PerspecTIFF - Cinephilia and What it Teaches Us
In general the last thing you do when opening a film festival catalogue is look at the introductions by festival presidents and artistic directors – you jump to the meat, which are the films, and ignore the blather around it, which tends to be bland pronouncements on the magic of cinema in general, and the strengths of this year’s edition in particular. However, take a moment to read the brief paragraphs by Tudor Giurgiu and Mihai Chirilov. I’m in the privileged position of calling them both dear friends, so it may seem like I’m simply promoting the people close to me, but there really is more to it than that.

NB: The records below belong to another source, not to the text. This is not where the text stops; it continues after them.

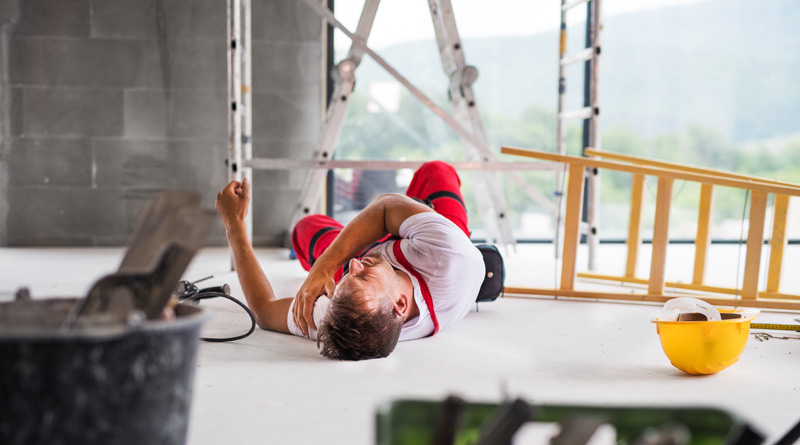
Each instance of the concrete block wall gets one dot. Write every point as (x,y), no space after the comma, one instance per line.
(106,102)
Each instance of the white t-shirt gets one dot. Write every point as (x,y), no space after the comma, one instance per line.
(445,258)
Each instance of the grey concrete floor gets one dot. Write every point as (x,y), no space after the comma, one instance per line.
(275,388)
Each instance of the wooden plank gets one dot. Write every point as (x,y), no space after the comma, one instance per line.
(658,263)
(703,240)
(778,296)
(572,221)
(682,167)
(634,225)
(516,292)
(755,241)
(653,171)
(777,243)
(667,284)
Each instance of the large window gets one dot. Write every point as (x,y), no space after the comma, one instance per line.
(708,83)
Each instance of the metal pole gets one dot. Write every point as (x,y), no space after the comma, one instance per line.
(247,107)
(234,160)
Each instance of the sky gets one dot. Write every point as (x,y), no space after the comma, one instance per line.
(408,20)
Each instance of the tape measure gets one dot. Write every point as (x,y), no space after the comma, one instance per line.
(776,327)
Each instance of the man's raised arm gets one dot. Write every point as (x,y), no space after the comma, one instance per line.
(270,312)
(381,217)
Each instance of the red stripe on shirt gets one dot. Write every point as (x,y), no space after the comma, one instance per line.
(426,294)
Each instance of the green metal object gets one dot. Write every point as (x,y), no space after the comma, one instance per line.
(407,422)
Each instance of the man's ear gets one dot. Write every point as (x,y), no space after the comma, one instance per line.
(401,305)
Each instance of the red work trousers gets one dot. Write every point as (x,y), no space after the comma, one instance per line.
(435,182)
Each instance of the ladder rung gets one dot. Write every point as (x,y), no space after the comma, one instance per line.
(582,56)
(572,4)
(288,164)
(582,113)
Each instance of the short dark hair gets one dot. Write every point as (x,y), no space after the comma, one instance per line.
(353,331)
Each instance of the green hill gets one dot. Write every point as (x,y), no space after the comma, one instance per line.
(732,66)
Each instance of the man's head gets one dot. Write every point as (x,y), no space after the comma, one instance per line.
(366,312)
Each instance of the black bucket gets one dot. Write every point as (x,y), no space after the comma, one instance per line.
(125,385)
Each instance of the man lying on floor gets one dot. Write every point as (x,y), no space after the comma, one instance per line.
(400,270)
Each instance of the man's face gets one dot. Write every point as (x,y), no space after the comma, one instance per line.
(370,277)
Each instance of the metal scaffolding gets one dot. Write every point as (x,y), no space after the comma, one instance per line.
(589,114)
(465,120)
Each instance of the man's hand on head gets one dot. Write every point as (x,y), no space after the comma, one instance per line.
(233,202)
(318,283)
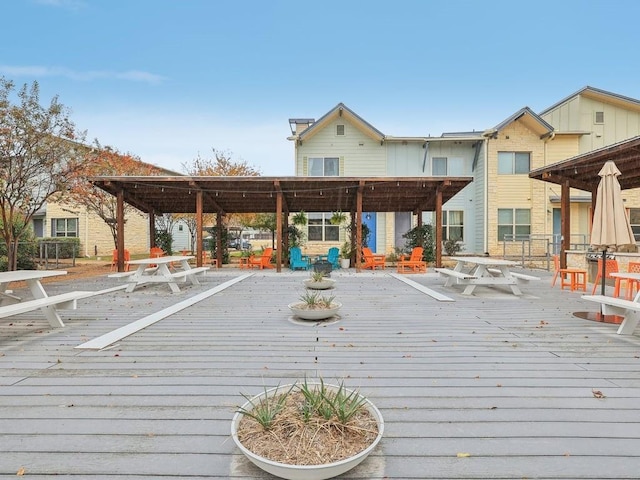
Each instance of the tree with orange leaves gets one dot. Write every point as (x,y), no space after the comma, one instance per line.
(108,162)
(40,152)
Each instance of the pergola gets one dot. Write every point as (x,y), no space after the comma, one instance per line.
(156,195)
(581,172)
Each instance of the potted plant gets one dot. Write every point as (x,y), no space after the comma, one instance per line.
(313,306)
(318,281)
(308,431)
(345,254)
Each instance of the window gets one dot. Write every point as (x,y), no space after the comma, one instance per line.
(634,219)
(452,225)
(324,167)
(320,228)
(64,227)
(514,223)
(514,163)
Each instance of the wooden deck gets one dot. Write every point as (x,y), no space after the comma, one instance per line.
(488,386)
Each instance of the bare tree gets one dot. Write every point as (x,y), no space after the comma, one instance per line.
(220,165)
(40,152)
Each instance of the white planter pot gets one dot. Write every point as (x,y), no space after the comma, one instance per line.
(305,472)
(311,314)
(321,285)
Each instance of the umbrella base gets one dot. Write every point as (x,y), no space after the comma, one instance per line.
(599,317)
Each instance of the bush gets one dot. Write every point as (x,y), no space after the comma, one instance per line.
(67,247)
(164,240)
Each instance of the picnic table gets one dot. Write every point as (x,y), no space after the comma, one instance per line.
(11,304)
(484,271)
(158,270)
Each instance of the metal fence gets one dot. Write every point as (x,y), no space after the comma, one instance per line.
(53,255)
(537,250)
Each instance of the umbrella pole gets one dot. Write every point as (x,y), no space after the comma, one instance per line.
(604,271)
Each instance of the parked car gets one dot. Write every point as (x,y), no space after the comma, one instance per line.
(235,243)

Tudor has his characteristic political message, even while saying he doesn’t have time to write the usual lines about how government policy, or the lack thereof, continues to hamper the cinema industry – for non-Romanians unaware of the situation, it’s vital you have at least a concise understanding of what’s going on (and feel free to waylay Tudor to get more details!). But I was most struck by his short paragraph about Mircea Daneliuc, a director largely forgotten by the outside world even though his films played in many major festivals. It’s not unusual of course: there are only so many films we can cram into our viewing sessions, and if you take a look at any list of Cannes competition titles, for example, you’re bound to find quite a few directors whose names have probably never registered in your mind. Tudor writes, “You will (maybe) discover some of the films that made me wonder, as a child, about what a director does on a film set. Films I fell in love with.” These straightforward lines connected with my own recent thoughts about when and how our cinephilia is kindled.

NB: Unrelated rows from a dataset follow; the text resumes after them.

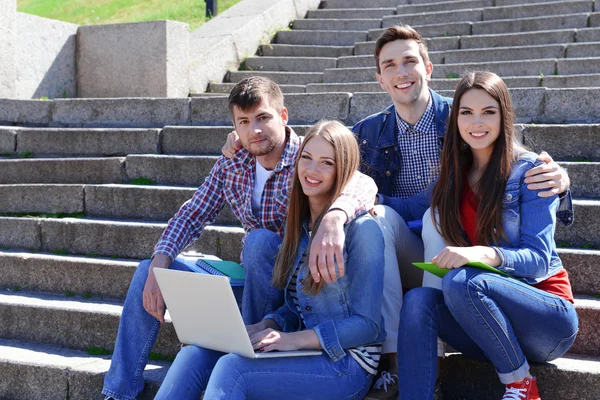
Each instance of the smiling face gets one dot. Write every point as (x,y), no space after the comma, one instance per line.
(317,170)
(404,74)
(479,121)
(261,130)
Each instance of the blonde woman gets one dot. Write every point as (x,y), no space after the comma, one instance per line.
(342,318)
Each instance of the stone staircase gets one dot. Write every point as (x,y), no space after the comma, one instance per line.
(86,186)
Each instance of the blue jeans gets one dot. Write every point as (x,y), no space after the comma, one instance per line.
(136,336)
(138,329)
(228,376)
(260,297)
(483,315)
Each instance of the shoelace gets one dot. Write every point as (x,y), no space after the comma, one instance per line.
(385,379)
(515,394)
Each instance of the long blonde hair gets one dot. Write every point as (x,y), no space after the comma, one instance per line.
(347,158)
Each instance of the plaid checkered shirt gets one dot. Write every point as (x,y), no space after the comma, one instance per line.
(231,181)
(420,153)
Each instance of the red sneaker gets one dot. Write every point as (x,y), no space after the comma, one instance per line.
(524,390)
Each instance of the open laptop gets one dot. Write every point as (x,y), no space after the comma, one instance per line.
(204,312)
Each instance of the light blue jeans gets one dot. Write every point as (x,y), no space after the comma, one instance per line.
(228,376)
(138,329)
(483,315)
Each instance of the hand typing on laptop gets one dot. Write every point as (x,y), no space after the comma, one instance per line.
(274,340)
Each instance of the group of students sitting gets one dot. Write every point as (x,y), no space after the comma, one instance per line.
(350,304)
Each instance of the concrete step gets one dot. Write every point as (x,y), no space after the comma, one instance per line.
(538,105)
(157,203)
(194,140)
(320,38)
(585,229)
(108,238)
(553,81)
(281,78)
(63,170)
(86,142)
(349,13)
(360,3)
(80,324)
(504,54)
(558,36)
(455,23)
(293,64)
(304,108)
(34,371)
(87,276)
(484,41)
(80,275)
(41,198)
(294,50)
(353,24)
(579,20)
(442,6)
(571,377)
(225,88)
(583,143)
(437,17)
(537,10)
(74,322)
(496,14)
(434,44)
(585,178)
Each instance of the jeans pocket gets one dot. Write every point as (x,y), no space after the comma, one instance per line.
(562,347)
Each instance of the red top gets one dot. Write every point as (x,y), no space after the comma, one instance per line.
(557,284)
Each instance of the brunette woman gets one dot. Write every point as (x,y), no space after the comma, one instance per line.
(482,211)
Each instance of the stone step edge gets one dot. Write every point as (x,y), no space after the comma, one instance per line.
(69,372)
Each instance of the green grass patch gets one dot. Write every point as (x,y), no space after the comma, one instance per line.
(93,12)
(160,357)
(142,180)
(44,215)
(97,351)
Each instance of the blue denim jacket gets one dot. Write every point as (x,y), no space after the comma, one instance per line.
(346,313)
(529,221)
(381,160)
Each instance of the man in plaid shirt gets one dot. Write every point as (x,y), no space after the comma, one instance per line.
(256,185)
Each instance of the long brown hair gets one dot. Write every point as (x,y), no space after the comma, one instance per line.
(347,158)
(457,158)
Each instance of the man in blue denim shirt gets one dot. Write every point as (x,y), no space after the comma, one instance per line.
(400,150)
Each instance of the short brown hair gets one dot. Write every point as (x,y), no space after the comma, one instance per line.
(404,32)
(249,92)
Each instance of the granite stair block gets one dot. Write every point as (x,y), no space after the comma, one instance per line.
(62,170)
(298,50)
(40,371)
(87,142)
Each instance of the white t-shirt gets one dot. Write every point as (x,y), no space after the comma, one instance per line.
(260,178)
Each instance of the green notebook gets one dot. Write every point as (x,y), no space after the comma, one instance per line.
(440,272)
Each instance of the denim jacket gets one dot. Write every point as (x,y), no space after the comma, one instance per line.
(381,159)
(346,313)
(529,221)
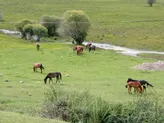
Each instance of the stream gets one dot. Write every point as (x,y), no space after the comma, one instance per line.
(122,50)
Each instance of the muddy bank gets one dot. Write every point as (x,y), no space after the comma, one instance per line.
(123,50)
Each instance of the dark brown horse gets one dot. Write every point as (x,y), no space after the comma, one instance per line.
(142,82)
(58,76)
(92,47)
(38,65)
(136,85)
(88,45)
(37,46)
(79,49)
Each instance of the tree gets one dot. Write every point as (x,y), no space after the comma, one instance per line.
(39,30)
(51,23)
(28,30)
(150,2)
(21,24)
(76,24)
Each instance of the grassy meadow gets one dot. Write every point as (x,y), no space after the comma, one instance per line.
(130,23)
(103,73)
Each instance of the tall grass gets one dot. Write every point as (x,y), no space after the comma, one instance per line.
(82,107)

There was a lovely exhibition towards the end of last year at Istanbul’s Modern Art Museum about cinephilia in Turkey – it’s the first time I’ve seen a show on the subject, anywhere, and I began canvassing colleagues about when they got the bug. I’ve been concerned in recent years about how younger people get turned on by older films: with so many TV channels offering so much targeted programming, I know that children tend to stick with, say, the Disney Channel, rather than experience the more broad-based programming most of us were exposed to when there were far fewer choices of what to watch. As a kid I was watching b&w Tarzan films and Fred Astaire musicals as well as Scooby Doo and Wacky Races; I sent fan letters to a few movie stars, would wait backstage at Broadway shows to get autographs from the actors, and once, when I was about 17, stopped my bus and ran down the street because I saw Klaus Maria Brandauer walking down Madison Avenue, and wanted to get his signature.

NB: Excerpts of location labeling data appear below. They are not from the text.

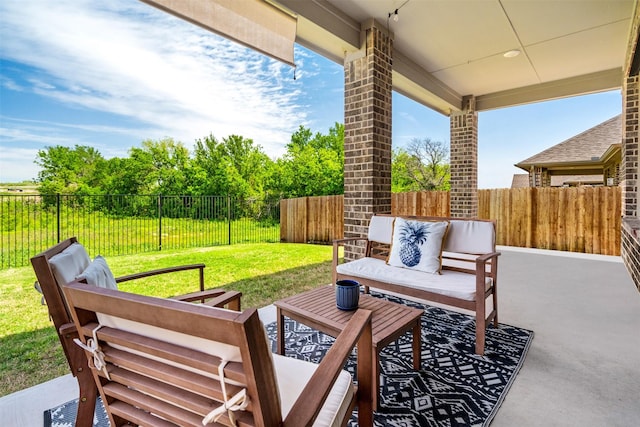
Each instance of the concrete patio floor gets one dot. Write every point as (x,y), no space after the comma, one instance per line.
(583,368)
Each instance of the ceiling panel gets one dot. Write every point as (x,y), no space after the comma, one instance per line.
(450,48)
(580,53)
(536,21)
(489,75)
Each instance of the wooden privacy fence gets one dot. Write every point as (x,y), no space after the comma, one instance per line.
(577,219)
(312,219)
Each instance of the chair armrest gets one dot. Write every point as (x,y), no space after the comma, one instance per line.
(481,271)
(164,271)
(482,260)
(213,298)
(308,405)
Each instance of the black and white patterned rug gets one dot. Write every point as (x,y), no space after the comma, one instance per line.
(454,387)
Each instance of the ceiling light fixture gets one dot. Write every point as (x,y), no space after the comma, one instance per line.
(511,53)
(394,15)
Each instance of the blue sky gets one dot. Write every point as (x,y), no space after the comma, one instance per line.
(112,74)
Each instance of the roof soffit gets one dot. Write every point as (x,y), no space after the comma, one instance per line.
(456,47)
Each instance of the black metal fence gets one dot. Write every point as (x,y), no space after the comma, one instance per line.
(129,224)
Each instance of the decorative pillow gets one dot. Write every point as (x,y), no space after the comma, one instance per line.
(417,245)
(98,274)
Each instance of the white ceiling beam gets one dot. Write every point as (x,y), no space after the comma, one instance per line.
(580,85)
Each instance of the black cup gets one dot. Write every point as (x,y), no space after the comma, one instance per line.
(347,294)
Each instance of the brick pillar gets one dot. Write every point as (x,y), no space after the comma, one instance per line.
(629,177)
(464,160)
(630,165)
(630,137)
(367,134)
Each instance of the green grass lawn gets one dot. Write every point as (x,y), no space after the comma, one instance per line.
(30,352)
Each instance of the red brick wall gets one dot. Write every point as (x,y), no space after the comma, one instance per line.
(367,136)
(464,160)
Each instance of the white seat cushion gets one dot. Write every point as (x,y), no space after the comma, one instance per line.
(293,375)
(452,283)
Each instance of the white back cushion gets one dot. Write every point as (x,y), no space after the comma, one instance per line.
(472,237)
(381,229)
(69,263)
(99,274)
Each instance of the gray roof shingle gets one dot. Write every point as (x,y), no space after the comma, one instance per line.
(584,147)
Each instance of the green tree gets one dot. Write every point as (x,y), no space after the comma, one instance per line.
(234,166)
(421,166)
(313,164)
(157,167)
(76,170)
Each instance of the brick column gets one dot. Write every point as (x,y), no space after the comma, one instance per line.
(630,165)
(629,177)
(464,160)
(367,134)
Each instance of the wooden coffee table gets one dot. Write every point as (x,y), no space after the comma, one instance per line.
(317,309)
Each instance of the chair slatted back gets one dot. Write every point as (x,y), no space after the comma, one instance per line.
(53,293)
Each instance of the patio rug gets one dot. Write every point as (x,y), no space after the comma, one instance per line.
(454,387)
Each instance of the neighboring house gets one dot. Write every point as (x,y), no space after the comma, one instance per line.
(590,158)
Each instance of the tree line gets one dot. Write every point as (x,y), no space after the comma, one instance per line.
(312,165)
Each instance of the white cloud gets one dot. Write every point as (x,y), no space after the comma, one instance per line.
(129,59)
(16,165)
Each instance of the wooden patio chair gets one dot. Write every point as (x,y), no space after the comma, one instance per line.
(159,362)
(61,264)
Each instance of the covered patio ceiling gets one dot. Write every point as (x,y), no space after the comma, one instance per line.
(447,49)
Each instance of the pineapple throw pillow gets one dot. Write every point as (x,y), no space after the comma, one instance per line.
(417,245)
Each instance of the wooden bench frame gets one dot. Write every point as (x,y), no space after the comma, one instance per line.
(67,332)
(148,379)
(482,266)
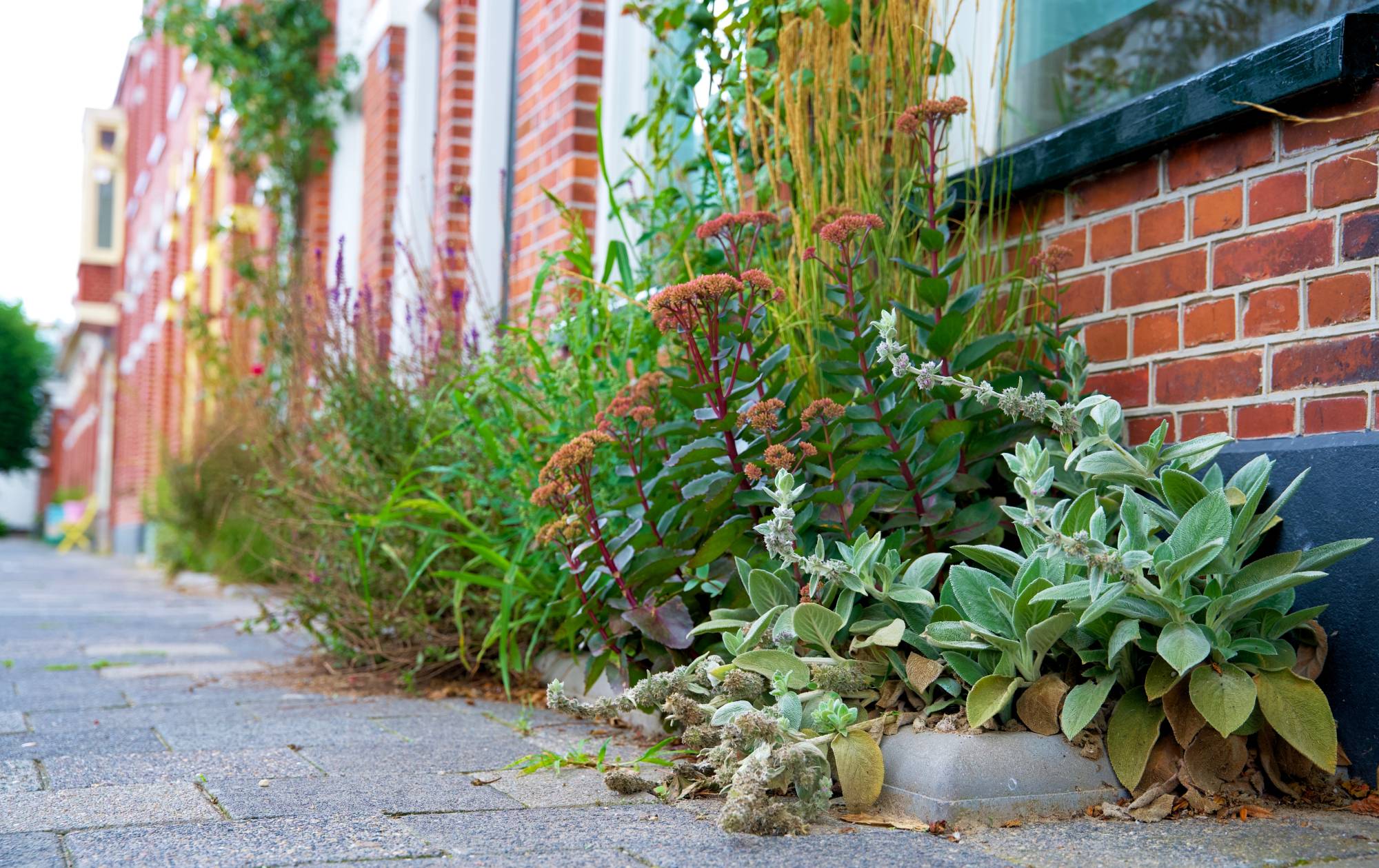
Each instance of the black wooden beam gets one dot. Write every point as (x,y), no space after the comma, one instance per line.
(1336,55)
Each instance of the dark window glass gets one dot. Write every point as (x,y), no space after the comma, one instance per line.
(105,215)
(1075,58)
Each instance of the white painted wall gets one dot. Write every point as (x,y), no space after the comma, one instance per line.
(627,66)
(20,499)
(489,160)
(413,223)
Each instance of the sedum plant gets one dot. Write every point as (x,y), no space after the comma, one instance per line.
(1137,571)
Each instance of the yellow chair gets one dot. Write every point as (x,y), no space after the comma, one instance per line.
(75,532)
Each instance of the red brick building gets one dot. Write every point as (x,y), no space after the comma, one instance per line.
(1224,261)
(463,112)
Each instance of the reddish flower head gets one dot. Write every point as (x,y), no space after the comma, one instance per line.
(850,226)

I imagine most of us can recall moments when the pull of the screen made us want to connect with the artists who gave us so much pleasure. With maturity we (hopefully) exchange that starry-eyed worship with something more considered, yet the germ of being a fan is something I never want to lose, because it connects me back to why I fell in love with cinema in the first place. Balancing the intellectual with the emotional is the ultimate form of cinephilia, something so well reflected in TIFF’s programming, weaving together drama, comedy, horror, documentary…. It’s what feeds our hunger for film, and hopefully keeps our minds open to new experiences and discoveries. I imagine Daneliuc’s films taught Tudor to understand the power of images and the significance of looking: what it means when the camera guides our gaze. Such recognition heightens our senses and make us question what and how we process the world on screen as well as the world at our feet. At its best, cinephilia challenges us to confront our prejudices; as Mihai writes, “Cinema should be an opportunity for debate and a platform for freedom of expression, not a vehicle for obtuse propaganda and non-confrontational candy-coating.” The line could be TIFF’s statement of purpose, and should be a guiding force in how we channel our love of cinema.